His work has been quoted or mentioned in The New York Times, The Wall Street Journal, Los Angeles Times, The Washington Post, NBC News, Time, The New Yorker, HuffPost USA Today, Business Insider, Yahoo, AOL, MarketWatch, The Atlantic, Bloomberg, New York Post, Chicago Tribune, Forbes, The Guardian and many other major publications.
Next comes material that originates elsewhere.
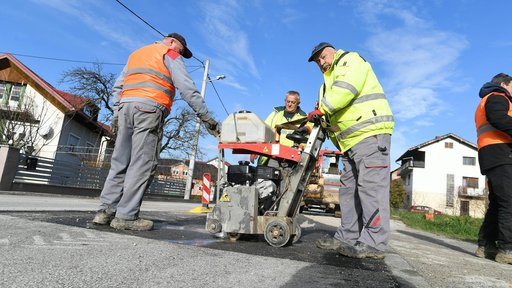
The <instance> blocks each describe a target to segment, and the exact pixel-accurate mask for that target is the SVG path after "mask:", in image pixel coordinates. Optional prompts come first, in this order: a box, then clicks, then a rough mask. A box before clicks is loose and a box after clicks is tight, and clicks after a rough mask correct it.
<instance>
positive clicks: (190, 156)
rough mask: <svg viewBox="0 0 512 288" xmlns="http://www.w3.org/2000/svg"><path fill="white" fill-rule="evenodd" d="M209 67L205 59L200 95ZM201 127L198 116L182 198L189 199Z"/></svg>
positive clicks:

McIntyre has been a guest on CNBC, the BBC and television and radio stations across the country.

A magna cum laude graduate of Harvard College, McIntyre also was president of The Harvard Advocate. Founded in 1866, the Advocate is the oldest college publication in the United States.

TheStreet.com, Comps.com and Edgar Online are some of the public companies for which McIntyre served on the board of directors. He was a Vicinity Corporation board member when the company was sold to Microsoft in 2002. He served on the audit committees of some of these companies.

McIntyre has been the CEO of FutureSource, a provider of trading terminals and news to commodities and futures traders. He was president of Switchboard, the online phone directory company. He served as chairman and CEO of On2 Technologies, the video compression company that provided video compression software for Adobe’s Flash. Google bought On2 in 2009.